Но я не испугалась.
Две недели я играла с Шуркой, как кошка с мышкой. А на третью попалась. Шурка поймал меня на месте преступления.
В тот день я сажала в огороде капусту. Сквозь плетень наблюдала за Шуркиным домом.
В кармане моего платья лежал кусочек мела.

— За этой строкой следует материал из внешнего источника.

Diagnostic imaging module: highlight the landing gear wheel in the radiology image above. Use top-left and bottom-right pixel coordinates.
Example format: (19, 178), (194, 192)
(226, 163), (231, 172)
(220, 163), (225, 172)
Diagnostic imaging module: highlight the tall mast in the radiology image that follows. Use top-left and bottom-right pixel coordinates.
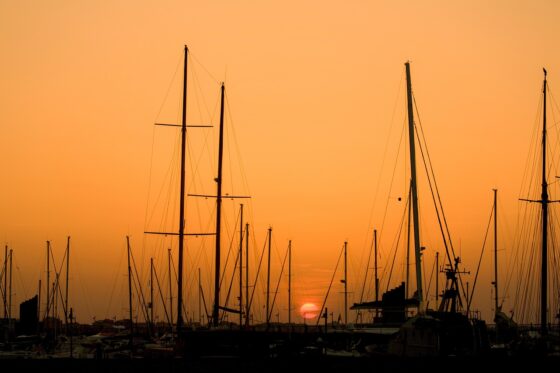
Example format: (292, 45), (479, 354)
(266, 227), (272, 329)
(212, 83), (225, 326)
(436, 251), (439, 306)
(150, 258), (154, 328)
(245, 223), (250, 327)
(405, 62), (424, 310)
(64, 236), (71, 334)
(288, 240), (292, 331)
(37, 278), (41, 332)
(373, 229), (379, 301)
(541, 69), (550, 335)
(198, 267), (202, 325)
(344, 241), (348, 326)
(239, 204), (243, 329)
(177, 45), (189, 329)
(8, 249), (14, 319)
(167, 249), (173, 331)
(45, 241), (51, 322)
(404, 182), (412, 299)
(494, 189), (499, 313)
(3, 245), (8, 319)
(126, 236), (134, 349)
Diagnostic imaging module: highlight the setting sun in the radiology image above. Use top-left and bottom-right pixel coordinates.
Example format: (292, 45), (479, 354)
(299, 303), (319, 319)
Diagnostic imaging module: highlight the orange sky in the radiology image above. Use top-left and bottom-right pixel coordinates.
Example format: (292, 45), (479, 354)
(0, 0), (560, 322)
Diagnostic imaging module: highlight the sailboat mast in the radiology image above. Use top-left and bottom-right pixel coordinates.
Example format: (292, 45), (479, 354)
(266, 228), (272, 329)
(405, 62), (424, 309)
(3, 245), (8, 319)
(150, 258), (154, 328)
(64, 236), (70, 333)
(436, 251), (439, 305)
(541, 69), (550, 335)
(245, 223), (250, 327)
(212, 83), (225, 326)
(239, 204), (243, 329)
(45, 241), (51, 322)
(177, 45), (189, 329)
(344, 241), (348, 326)
(373, 229), (379, 301)
(494, 189), (499, 313)
(126, 236), (134, 349)
(8, 249), (14, 319)
(288, 240), (292, 331)
(167, 249), (173, 330)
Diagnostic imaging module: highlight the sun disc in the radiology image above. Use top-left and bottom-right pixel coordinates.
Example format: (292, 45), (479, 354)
(299, 302), (319, 319)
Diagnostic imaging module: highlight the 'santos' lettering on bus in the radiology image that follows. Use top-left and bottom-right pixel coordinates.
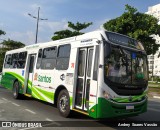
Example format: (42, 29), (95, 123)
(34, 74), (51, 83)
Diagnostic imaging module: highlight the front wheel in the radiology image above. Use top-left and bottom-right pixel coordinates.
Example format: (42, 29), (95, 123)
(13, 81), (20, 99)
(57, 89), (70, 117)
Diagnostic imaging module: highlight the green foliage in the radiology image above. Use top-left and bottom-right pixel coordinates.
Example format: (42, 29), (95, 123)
(103, 5), (160, 55)
(51, 22), (92, 40)
(0, 39), (25, 72)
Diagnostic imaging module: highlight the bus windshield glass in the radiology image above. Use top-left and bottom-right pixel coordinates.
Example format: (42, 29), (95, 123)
(104, 43), (148, 85)
(106, 31), (144, 50)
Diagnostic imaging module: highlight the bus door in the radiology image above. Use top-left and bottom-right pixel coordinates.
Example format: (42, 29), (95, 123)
(26, 54), (36, 94)
(75, 47), (94, 111)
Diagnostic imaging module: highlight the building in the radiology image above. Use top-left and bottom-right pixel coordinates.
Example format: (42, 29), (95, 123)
(146, 4), (160, 76)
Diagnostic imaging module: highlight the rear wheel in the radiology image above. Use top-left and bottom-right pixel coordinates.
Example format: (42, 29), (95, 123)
(57, 89), (70, 117)
(13, 81), (20, 99)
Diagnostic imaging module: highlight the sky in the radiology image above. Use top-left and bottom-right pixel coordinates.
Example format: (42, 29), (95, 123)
(0, 0), (160, 45)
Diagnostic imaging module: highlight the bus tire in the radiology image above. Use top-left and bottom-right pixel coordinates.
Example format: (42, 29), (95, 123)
(13, 81), (20, 99)
(57, 89), (70, 117)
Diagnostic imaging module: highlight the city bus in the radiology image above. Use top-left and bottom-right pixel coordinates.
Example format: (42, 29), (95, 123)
(1, 30), (148, 119)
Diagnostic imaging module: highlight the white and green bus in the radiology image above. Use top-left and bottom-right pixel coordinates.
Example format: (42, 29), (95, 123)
(1, 30), (148, 118)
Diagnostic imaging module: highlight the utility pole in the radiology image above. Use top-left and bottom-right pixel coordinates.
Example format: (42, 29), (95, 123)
(28, 7), (48, 44)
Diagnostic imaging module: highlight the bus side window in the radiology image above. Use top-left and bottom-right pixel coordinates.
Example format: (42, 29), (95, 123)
(56, 44), (71, 70)
(4, 54), (12, 68)
(36, 49), (42, 69)
(41, 46), (57, 69)
(17, 52), (27, 69)
(10, 53), (18, 68)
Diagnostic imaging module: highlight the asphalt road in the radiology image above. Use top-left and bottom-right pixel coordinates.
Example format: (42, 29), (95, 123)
(0, 87), (160, 130)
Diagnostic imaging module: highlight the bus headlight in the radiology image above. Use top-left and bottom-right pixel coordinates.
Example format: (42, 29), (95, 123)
(103, 91), (112, 99)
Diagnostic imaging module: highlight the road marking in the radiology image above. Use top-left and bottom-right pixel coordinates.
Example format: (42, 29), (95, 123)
(12, 102), (20, 107)
(147, 107), (160, 112)
(46, 118), (53, 121)
(25, 109), (36, 114)
(2, 98), (8, 101)
(153, 96), (160, 99)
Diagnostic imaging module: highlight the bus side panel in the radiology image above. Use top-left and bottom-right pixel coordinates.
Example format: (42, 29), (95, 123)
(1, 71), (24, 94)
(31, 69), (55, 103)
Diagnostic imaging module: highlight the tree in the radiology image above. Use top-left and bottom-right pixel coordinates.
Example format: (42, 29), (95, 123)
(0, 39), (25, 72)
(51, 22), (92, 40)
(103, 5), (160, 55)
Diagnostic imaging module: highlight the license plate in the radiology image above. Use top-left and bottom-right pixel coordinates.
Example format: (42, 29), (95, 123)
(126, 105), (134, 110)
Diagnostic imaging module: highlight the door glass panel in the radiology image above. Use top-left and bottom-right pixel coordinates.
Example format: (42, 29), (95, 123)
(29, 56), (34, 73)
(75, 78), (83, 107)
(85, 79), (90, 109)
(87, 49), (93, 77)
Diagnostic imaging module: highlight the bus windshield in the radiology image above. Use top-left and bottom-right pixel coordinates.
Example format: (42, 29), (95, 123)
(104, 43), (148, 85)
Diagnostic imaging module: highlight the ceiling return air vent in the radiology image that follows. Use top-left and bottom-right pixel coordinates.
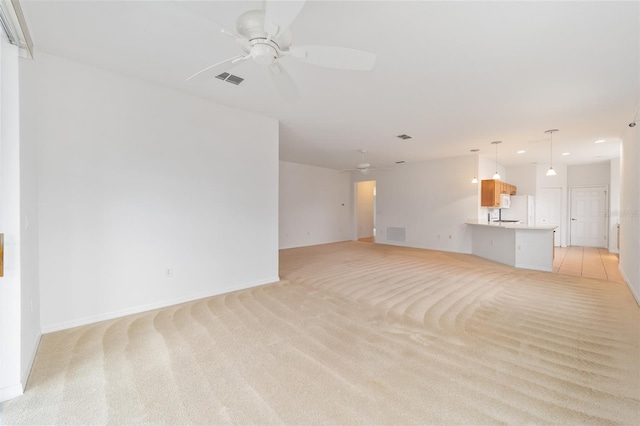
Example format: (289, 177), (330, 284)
(216, 72), (244, 86)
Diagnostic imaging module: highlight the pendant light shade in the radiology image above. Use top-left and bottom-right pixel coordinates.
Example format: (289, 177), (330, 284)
(471, 149), (480, 183)
(491, 141), (502, 179)
(545, 129), (558, 176)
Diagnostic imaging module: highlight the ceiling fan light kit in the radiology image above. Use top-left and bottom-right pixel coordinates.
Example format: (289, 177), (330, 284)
(187, 0), (376, 101)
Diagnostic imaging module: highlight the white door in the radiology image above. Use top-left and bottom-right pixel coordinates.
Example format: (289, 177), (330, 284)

Я тебя, Шурка, порадую. Запляшешь.
"Посмешище..."
Слово-то какое придумал. Значит, ежели тебя приплюсовывают ко мне это посмешище? Ну хорошо. Я тебе всю стену разукрашу. "Посмешище..."
Я достала из кармана осколок зеркала и долго разглядывала свое лицо.
Нет, Шурк, я не посмешище. Брови у меня только на солнышке выцвели, а то бы я совсем красивая была. Я достала из кармана черный карандаш, подвела брови.
Вот видишь. А кабы еще румяна... Но у меня нет румян. А у Розки есть. Она дояркой работает. И что ее никто замуж не возьмет?
Дояркой... Как это я раньше не догадалась, дурочка. Теперь ясно, почему Шурка часто возле колхозных дворов вертится.
"Папе помогаю".
Болтун. Я положила в карман зеркало с карандашом, встала и без всякой предосторожности пошла к Шуркиному дому, влезла на завалинку и начала писать.
Писала крупно, размашисто. На последнем, самом толстом нижнем бревне нарисовала карикатуру на Шурку и написала: "Шурка+Шурка+Шурка=глупый баран".
Подчеркнула. Села и заплакала.
Шурка подошел ко мне неслышно, откуда-то из-за дома. Наверное, с огорода - копал. Его босые ноги были в сырой земле и навозе. Лицо потное.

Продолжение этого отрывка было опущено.